Is it possible to construct a numpy matrix from a function? In this case specifically the function is the absolute difference of two vectors: S[i,j] = abs(A[i] - B[j]) . A minimal working example that uses regular python:

import numpy as np

A = np.array([1,3,6])
B = np.array([2,4,6])
S = np.zeros((3,3))

for i,x in enumerate(A):
    for j,y in enumerate(B):
        S[i,j] = abs(x-y)

Giving:

[[ 1.  3.  5.]
 [ 1.  1.  3.]
 [ 4.  2.  0.]]

It would be nice to have a construction that looks something like:

def build_matrix(shape, input_function, *args)

where I can pass an input function with it's arguments and retain the speed advantage of numpy.

Answer 1

In addition to what @JoshAdel has suggested, you can also use the outer method of any numpy ufunc to do the broadcasting in the case of two arrays.

In this case, you just want np.subtract.outer(A, B) (Or, rather, the absolute value of it).

While either one is fairly readable for this example, in some cases broadcasting is more useful, while in others using ufunc methods is cleaner.

Either way, it's useful to know both tricks.

Eg

import numpy as np

A = np.array([1,3,6])
B = np.array([2,4,6])

diff = np.subtract.outer(A, B)
result = np.abs(diff)

Basically, you can use outer , accumulate , reduce , and reduceat with any numpy ufunc such as subtract , multiply , divide , or even things like logical_and , etc.
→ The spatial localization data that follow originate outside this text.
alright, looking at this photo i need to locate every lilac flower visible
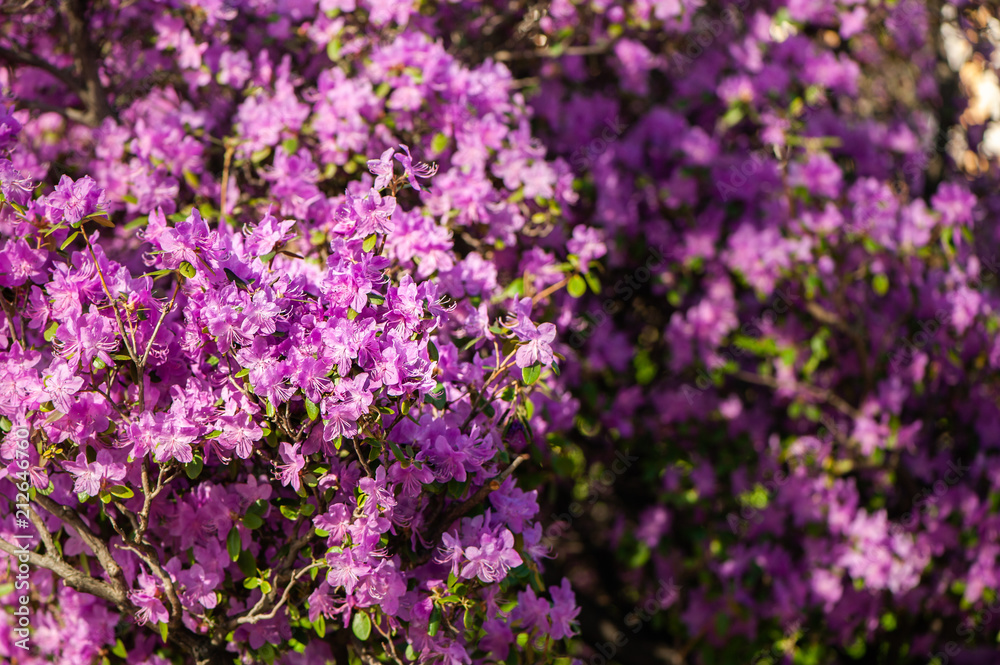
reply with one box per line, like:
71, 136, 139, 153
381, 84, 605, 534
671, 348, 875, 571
0, 159, 32, 206
129, 572, 169, 626
435, 530, 465, 578
548, 578, 580, 640
43, 175, 107, 224
62, 450, 126, 497
325, 547, 371, 594
178, 564, 221, 609
393, 144, 438, 192
460, 529, 522, 583
43, 361, 85, 413
367, 147, 395, 190
274, 442, 306, 492
514, 322, 556, 369
245, 207, 296, 256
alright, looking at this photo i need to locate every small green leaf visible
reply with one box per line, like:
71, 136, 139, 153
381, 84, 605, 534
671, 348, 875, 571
227, 527, 241, 561
260, 579, 273, 594
280, 505, 300, 520
873, 273, 889, 296
112, 639, 128, 658
567, 274, 587, 298
431, 133, 448, 154
44, 321, 59, 342
522, 364, 542, 385
428, 606, 441, 636
108, 485, 134, 499
179, 261, 197, 278
185, 456, 204, 480
427, 341, 439, 362
243, 577, 260, 589
314, 614, 326, 638
60, 231, 80, 251
362, 234, 377, 252
157, 621, 169, 642
235, 368, 250, 378
352, 610, 372, 641
243, 513, 264, 530
304, 398, 320, 421
326, 38, 341, 61
99, 490, 112, 504
237, 550, 256, 578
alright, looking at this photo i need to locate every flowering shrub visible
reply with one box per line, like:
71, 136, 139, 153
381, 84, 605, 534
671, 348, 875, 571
0, 2, 585, 664
3, 1, 1000, 665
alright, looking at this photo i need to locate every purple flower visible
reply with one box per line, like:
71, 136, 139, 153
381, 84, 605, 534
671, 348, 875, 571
367, 147, 395, 190
62, 450, 126, 497
393, 144, 438, 192
515, 322, 557, 369
548, 578, 580, 640
43, 361, 85, 413
274, 442, 306, 491
0, 159, 32, 206
461, 529, 522, 583
44, 175, 107, 225
129, 572, 169, 626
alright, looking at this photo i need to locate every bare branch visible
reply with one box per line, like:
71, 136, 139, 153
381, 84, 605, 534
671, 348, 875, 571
0, 536, 125, 605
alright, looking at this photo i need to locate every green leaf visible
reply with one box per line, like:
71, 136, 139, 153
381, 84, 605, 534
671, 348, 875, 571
237, 550, 256, 578
352, 610, 372, 641
304, 398, 320, 421
431, 132, 448, 154
362, 234, 377, 252
60, 231, 80, 251
234, 368, 250, 378
44, 321, 59, 342
185, 456, 204, 480
260, 579, 273, 594
280, 505, 300, 520
314, 614, 326, 638
873, 273, 889, 296
243, 577, 260, 589
157, 621, 169, 642
108, 485, 134, 499
427, 340, 439, 362
326, 38, 341, 61
243, 512, 264, 530
99, 490, 113, 504
112, 639, 128, 658
227, 527, 241, 561
428, 606, 441, 637
522, 364, 542, 385
567, 274, 587, 298
584, 270, 601, 294
179, 261, 197, 278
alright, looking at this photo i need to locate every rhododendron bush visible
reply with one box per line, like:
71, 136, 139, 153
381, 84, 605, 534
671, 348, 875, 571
1, 0, 999, 664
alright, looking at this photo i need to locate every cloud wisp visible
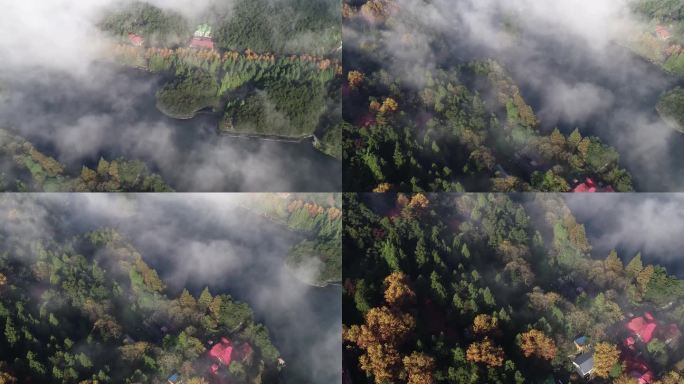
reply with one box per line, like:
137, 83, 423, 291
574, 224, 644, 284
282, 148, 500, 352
0, 193, 342, 384
0, 0, 341, 191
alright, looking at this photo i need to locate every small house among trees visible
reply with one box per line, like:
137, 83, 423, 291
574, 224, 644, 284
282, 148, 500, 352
574, 336, 590, 353
656, 25, 672, 41
572, 351, 594, 378
190, 24, 214, 50
167, 373, 181, 384
572, 177, 614, 192
128, 33, 144, 47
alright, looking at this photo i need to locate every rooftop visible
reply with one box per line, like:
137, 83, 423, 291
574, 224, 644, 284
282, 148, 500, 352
572, 177, 614, 193
209, 337, 233, 367
572, 351, 594, 377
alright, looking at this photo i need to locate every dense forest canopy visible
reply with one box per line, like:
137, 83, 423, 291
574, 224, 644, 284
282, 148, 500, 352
0, 128, 172, 192
656, 88, 684, 133
100, 0, 342, 157
627, 0, 684, 75
242, 193, 342, 287
343, 193, 684, 384
342, 1, 632, 191
0, 224, 281, 383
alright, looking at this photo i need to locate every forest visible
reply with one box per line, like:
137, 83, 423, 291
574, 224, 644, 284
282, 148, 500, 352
656, 88, 684, 133
343, 193, 684, 384
620, 0, 684, 75
0, 128, 171, 192
101, 0, 342, 158
0, 224, 281, 383
342, 1, 633, 192
241, 193, 342, 287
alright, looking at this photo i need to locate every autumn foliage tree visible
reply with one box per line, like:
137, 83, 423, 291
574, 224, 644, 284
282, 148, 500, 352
653, 371, 684, 384
472, 314, 498, 335
348, 70, 365, 89
373, 183, 392, 193
613, 374, 638, 384
466, 338, 505, 367
384, 272, 416, 307
593, 342, 621, 378
517, 329, 557, 360
407, 193, 429, 210
344, 306, 416, 384
402, 352, 435, 384
379, 97, 399, 113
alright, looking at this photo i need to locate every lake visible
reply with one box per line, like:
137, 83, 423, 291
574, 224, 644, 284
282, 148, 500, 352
0, 65, 341, 192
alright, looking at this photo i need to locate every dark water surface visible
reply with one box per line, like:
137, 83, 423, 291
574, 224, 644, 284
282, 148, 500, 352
0, 65, 341, 191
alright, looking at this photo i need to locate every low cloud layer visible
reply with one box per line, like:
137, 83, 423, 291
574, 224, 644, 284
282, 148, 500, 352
0, 0, 340, 191
564, 194, 684, 276
0, 194, 341, 384
345, 0, 684, 190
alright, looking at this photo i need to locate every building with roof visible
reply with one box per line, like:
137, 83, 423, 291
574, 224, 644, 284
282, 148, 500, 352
190, 37, 214, 50
194, 24, 212, 38
626, 314, 657, 343
167, 373, 181, 384
656, 25, 672, 41
209, 337, 234, 368
190, 24, 215, 50
128, 33, 144, 47
624, 353, 653, 384
572, 177, 614, 193
572, 351, 594, 378
574, 336, 590, 353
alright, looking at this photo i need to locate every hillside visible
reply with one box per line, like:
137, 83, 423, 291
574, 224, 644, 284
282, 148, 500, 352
241, 193, 342, 287
626, 0, 684, 76
342, 1, 632, 191
0, 128, 172, 192
343, 193, 684, 384
0, 226, 280, 383
101, 0, 342, 158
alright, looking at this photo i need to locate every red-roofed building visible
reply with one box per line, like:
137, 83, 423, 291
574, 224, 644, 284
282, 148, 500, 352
656, 25, 672, 40
627, 315, 657, 343
190, 37, 214, 50
128, 33, 144, 47
638, 371, 654, 384
209, 337, 234, 368
624, 336, 636, 350
624, 353, 654, 384
572, 178, 614, 193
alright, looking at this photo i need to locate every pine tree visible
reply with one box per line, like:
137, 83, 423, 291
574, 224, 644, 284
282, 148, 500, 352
4, 318, 18, 346
605, 249, 623, 274
96, 158, 109, 176
179, 289, 196, 308
568, 128, 582, 148
209, 296, 222, 319
626, 253, 643, 279
637, 265, 655, 293
550, 128, 566, 148
198, 287, 213, 310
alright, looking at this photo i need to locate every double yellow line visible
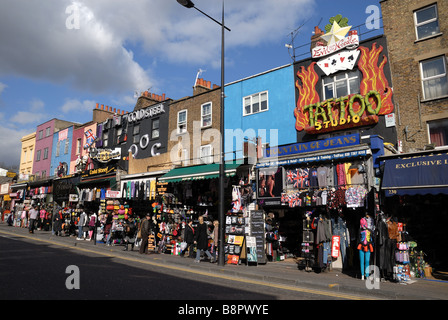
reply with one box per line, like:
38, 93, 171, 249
0, 229, 377, 300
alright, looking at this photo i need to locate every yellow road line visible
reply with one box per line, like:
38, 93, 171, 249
0, 230, 377, 300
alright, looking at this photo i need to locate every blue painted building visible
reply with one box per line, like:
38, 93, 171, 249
50, 125, 74, 178
224, 64, 296, 162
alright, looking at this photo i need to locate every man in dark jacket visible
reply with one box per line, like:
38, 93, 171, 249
139, 214, 152, 254
194, 216, 214, 263
181, 220, 195, 258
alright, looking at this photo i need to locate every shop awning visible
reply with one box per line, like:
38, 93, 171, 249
159, 163, 240, 183
381, 153, 448, 197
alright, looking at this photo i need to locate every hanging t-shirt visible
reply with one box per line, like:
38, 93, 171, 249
309, 167, 319, 188
317, 166, 329, 187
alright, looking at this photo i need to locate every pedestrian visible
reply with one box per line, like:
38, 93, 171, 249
139, 213, 152, 254
39, 206, 46, 231
87, 211, 97, 241
123, 217, 137, 251
210, 220, 219, 261
194, 216, 214, 263
77, 210, 87, 240
21, 208, 28, 228
28, 205, 39, 234
181, 219, 195, 258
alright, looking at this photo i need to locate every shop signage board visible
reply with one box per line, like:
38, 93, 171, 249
246, 236, 258, 263
106, 190, 121, 198
81, 165, 117, 178
382, 153, 448, 196
295, 18, 394, 135
257, 149, 368, 168
249, 210, 267, 264
331, 235, 341, 258
264, 134, 359, 158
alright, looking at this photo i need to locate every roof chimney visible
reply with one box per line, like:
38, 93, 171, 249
311, 26, 326, 51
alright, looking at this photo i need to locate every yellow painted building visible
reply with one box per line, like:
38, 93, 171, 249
19, 132, 36, 180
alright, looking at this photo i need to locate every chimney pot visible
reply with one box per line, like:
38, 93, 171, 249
101, 104, 104, 110
96, 103, 99, 109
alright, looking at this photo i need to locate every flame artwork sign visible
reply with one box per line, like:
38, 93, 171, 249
294, 43, 394, 134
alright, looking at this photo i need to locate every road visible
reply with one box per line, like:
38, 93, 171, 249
0, 232, 371, 302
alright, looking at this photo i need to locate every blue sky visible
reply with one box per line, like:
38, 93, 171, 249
0, 0, 382, 168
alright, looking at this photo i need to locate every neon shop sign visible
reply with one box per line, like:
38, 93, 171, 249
301, 90, 383, 133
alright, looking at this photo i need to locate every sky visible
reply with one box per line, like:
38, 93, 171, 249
0, 0, 383, 169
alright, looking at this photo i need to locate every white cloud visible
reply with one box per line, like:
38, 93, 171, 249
0, 0, 152, 95
0, 0, 315, 94
0, 82, 6, 95
60, 99, 97, 114
0, 126, 30, 167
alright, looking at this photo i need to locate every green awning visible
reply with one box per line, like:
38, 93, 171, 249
159, 163, 240, 183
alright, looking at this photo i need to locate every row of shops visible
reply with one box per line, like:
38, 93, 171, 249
3, 134, 447, 281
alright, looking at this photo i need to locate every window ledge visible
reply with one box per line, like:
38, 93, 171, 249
421, 94, 448, 103
415, 32, 443, 43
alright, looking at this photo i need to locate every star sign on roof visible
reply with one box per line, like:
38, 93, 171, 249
320, 21, 352, 46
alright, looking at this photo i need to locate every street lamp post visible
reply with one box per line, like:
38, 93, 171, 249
176, 0, 230, 266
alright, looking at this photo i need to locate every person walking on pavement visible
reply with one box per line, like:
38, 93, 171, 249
194, 216, 214, 263
28, 205, 39, 234
139, 213, 152, 254
77, 210, 87, 240
181, 219, 195, 258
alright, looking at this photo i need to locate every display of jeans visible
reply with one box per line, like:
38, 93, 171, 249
331, 216, 350, 269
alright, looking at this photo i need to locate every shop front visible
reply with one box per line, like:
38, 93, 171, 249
380, 149, 448, 280
256, 134, 382, 275
154, 163, 252, 258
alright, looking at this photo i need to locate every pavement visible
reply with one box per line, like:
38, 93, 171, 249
1, 222, 448, 300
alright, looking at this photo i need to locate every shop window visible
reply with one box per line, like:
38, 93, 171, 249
102, 131, 109, 148
243, 91, 268, 116
178, 110, 187, 134
201, 102, 212, 127
116, 127, 122, 144
76, 138, 82, 154
200, 145, 213, 164
56, 140, 60, 157
414, 4, 440, 40
323, 70, 361, 100
152, 119, 160, 139
133, 124, 140, 144
182, 148, 190, 166
420, 56, 448, 100
428, 118, 448, 147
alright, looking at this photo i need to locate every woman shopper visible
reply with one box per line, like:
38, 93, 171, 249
194, 216, 214, 263
181, 219, 195, 258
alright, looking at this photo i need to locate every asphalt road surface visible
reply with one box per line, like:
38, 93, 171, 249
0, 233, 368, 302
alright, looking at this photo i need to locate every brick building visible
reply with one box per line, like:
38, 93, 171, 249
167, 78, 221, 166
380, 0, 448, 152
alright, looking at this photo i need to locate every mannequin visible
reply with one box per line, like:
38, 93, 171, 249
357, 217, 374, 280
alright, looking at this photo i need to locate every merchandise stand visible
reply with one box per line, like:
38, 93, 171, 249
225, 211, 246, 265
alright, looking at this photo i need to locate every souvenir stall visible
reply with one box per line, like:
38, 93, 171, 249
157, 163, 253, 260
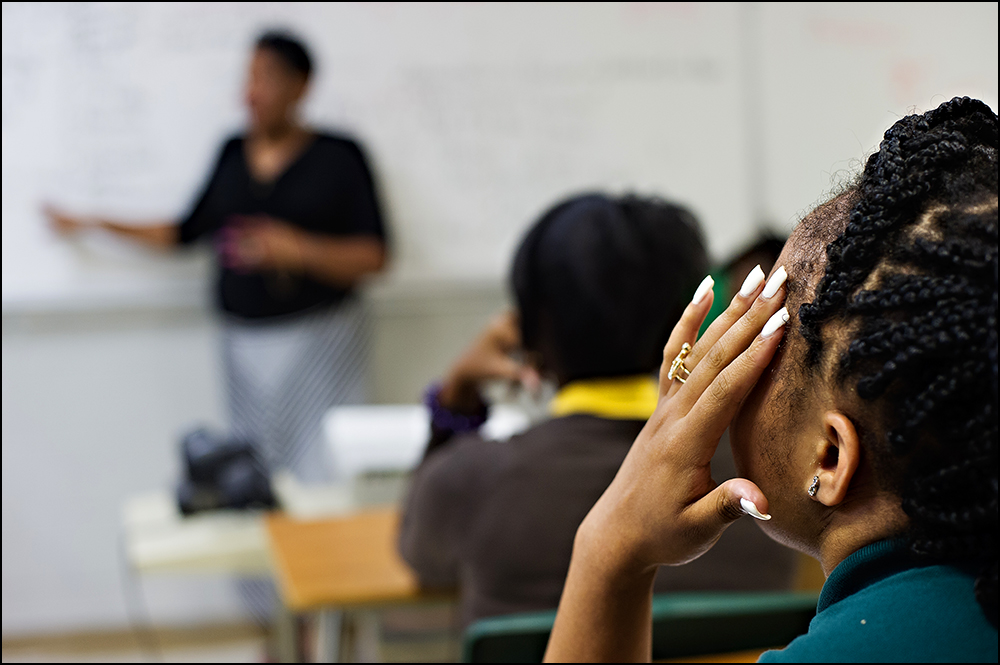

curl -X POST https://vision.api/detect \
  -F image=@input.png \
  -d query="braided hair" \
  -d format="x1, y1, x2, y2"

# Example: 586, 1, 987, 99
797, 97, 998, 625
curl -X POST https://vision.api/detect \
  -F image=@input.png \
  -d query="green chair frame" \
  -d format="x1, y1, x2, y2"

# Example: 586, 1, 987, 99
462, 590, 819, 663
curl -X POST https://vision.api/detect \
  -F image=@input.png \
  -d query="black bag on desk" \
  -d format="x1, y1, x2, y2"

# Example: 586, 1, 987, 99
176, 428, 277, 515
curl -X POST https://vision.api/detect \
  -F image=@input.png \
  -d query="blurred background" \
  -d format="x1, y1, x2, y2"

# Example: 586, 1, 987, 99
2, 2, 997, 662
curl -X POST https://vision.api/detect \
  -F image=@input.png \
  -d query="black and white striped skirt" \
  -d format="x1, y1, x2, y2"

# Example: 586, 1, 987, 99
220, 298, 371, 484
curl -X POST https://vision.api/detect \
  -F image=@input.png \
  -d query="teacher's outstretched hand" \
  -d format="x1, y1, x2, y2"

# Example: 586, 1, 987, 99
545, 264, 789, 662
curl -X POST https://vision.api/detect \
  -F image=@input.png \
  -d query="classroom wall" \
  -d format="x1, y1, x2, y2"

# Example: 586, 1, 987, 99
2, 304, 235, 632
1, 282, 507, 634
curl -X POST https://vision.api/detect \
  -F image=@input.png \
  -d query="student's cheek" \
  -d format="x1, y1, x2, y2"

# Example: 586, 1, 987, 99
731, 361, 780, 483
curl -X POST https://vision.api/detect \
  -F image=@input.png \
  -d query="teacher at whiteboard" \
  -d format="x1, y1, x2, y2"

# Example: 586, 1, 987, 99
47, 31, 387, 483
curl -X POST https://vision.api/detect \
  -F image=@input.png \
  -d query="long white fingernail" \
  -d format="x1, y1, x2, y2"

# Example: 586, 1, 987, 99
761, 266, 787, 299
691, 275, 714, 304
761, 307, 790, 338
740, 497, 771, 521
739, 265, 765, 298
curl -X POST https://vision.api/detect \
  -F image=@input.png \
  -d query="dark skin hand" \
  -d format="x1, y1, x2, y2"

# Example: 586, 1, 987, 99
545, 268, 789, 662
45, 206, 385, 289
218, 214, 385, 288
438, 310, 542, 413
45, 206, 177, 249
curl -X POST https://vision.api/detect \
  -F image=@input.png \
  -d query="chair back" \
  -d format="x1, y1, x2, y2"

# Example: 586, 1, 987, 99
462, 590, 819, 663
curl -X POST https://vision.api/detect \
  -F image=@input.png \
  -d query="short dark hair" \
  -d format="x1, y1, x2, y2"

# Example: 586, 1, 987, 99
723, 232, 787, 276
511, 193, 708, 384
256, 30, 313, 79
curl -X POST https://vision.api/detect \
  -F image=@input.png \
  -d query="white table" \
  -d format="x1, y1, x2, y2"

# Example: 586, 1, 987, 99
122, 491, 271, 574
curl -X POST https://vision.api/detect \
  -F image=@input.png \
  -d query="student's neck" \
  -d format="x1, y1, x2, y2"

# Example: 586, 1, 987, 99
816, 492, 909, 576
253, 121, 302, 144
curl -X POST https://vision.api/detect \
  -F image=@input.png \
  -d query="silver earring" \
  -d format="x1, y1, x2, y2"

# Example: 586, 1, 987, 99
808, 476, 820, 497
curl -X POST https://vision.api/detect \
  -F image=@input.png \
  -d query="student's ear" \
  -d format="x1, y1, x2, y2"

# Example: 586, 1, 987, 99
810, 411, 861, 507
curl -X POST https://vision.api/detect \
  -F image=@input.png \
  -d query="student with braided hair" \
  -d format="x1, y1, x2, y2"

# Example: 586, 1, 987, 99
544, 97, 998, 662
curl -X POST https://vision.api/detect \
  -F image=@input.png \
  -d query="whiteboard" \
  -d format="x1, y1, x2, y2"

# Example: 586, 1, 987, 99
1, 2, 748, 309
756, 2, 999, 228
2, 3, 997, 311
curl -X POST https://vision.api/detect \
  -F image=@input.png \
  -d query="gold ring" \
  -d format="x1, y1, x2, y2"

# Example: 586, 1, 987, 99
667, 343, 692, 384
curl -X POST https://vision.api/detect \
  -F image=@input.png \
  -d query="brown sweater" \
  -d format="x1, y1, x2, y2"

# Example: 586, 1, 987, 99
398, 414, 796, 626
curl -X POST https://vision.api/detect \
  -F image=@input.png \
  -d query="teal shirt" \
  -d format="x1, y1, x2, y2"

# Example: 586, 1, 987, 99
760, 540, 997, 663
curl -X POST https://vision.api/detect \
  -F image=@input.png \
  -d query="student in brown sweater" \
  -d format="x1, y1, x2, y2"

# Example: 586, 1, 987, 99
398, 193, 796, 626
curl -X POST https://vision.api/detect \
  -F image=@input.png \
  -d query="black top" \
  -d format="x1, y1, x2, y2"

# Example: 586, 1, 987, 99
178, 133, 385, 320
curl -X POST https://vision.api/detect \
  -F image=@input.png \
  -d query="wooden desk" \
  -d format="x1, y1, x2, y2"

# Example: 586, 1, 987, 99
266, 508, 423, 611
265, 508, 453, 661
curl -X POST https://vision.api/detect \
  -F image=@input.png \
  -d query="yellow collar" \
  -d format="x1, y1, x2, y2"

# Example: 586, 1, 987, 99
550, 375, 658, 420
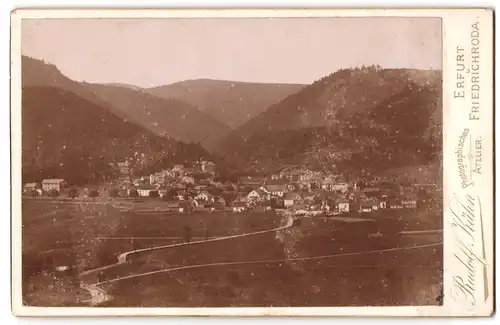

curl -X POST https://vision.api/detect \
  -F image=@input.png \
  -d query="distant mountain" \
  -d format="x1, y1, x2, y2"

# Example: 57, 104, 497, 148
103, 83, 143, 91
84, 83, 232, 151
21, 56, 232, 151
146, 79, 305, 129
218, 66, 442, 174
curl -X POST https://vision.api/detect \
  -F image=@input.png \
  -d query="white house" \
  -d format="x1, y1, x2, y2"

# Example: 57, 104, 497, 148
389, 199, 403, 209
195, 191, 214, 203
201, 161, 216, 173
360, 204, 373, 213
283, 192, 302, 207
402, 196, 418, 209
260, 184, 286, 197
331, 182, 349, 193
246, 189, 268, 202
321, 178, 348, 192
336, 198, 350, 213
232, 202, 247, 213
321, 178, 335, 191
150, 172, 167, 185
23, 183, 40, 194
42, 179, 66, 192
137, 185, 158, 197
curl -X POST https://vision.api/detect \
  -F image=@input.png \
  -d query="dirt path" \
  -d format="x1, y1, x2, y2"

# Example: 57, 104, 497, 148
307, 216, 375, 222
27, 208, 67, 221
95, 241, 442, 286
95, 236, 225, 240
79, 215, 295, 276
399, 229, 443, 235
80, 283, 111, 306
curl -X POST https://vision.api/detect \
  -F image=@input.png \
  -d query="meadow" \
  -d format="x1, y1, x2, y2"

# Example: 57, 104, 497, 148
20, 198, 443, 307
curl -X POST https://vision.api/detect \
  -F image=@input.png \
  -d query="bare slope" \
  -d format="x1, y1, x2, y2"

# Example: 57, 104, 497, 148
85, 83, 232, 151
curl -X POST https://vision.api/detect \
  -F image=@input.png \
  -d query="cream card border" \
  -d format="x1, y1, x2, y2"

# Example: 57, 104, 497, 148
10, 8, 494, 317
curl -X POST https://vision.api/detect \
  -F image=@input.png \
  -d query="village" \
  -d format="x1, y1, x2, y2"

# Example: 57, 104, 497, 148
23, 159, 438, 217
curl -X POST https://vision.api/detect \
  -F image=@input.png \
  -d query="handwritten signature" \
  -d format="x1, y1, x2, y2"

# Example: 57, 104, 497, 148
448, 192, 486, 308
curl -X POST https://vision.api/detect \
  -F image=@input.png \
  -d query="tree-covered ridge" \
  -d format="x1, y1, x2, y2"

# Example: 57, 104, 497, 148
22, 86, 211, 185
218, 66, 442, 175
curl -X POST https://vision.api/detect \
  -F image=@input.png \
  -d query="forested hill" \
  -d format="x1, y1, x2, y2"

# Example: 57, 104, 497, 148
216, 66, 442, 175
21, 86, 211, 185
22, 56, 233, 151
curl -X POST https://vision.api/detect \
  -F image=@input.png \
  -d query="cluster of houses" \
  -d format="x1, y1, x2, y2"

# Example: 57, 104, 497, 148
115, 160, 217, 196
23, 179, 66, 196
231, 165, 421, 215
114, 163, 423, 215
23, 162, 428, 216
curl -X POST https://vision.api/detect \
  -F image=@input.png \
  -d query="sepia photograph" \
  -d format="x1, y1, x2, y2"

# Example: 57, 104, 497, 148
10, 8, 493, 317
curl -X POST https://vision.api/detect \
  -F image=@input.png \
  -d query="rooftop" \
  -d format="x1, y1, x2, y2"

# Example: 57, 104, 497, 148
249, 189, 268, 196
42, 179, 65, 183
362, 188, 381, 192
284, 192, 302, 200
293, 204, 308, 211
239, 176, 267, 183
264, 184, 287, 192
137, 185, 157, 190
266, 179, 288, 186
165, 202, 180, 208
For example, np.cumsum is equivalent to np.add.accumulate . This means you could implement something like a cumdiv by np.divide.accumulate if you even needed to.

Answer 2

I recommend taking a look into numpy's broadcasting capabilities:

In [6]: np.abs(A[:,np.newaxis] - B)
Out[6]: 
array([[1, 3, 5],
       [1, 1, 3],
       [4, 2, 0]])

http://docs.scipy.org/doc/numpy/user/basics.broadcasting.html

Then you could simply write your function as:

In [7]: def build_matrix(func,args):
   ...:     return func(*args)
   ...: 

In [8]: def f1(A,B):
   ...:     return np.abs(A[:,np.newaxis] - B)
   ...: 

In [9]: build_matrix(f1,(A,B))
Out[9]: 
array([[1, 3, 5],
       [1, 1, 3],
       [4, 2, 0]])

This should also be considerably faster than your solution for larger arrays.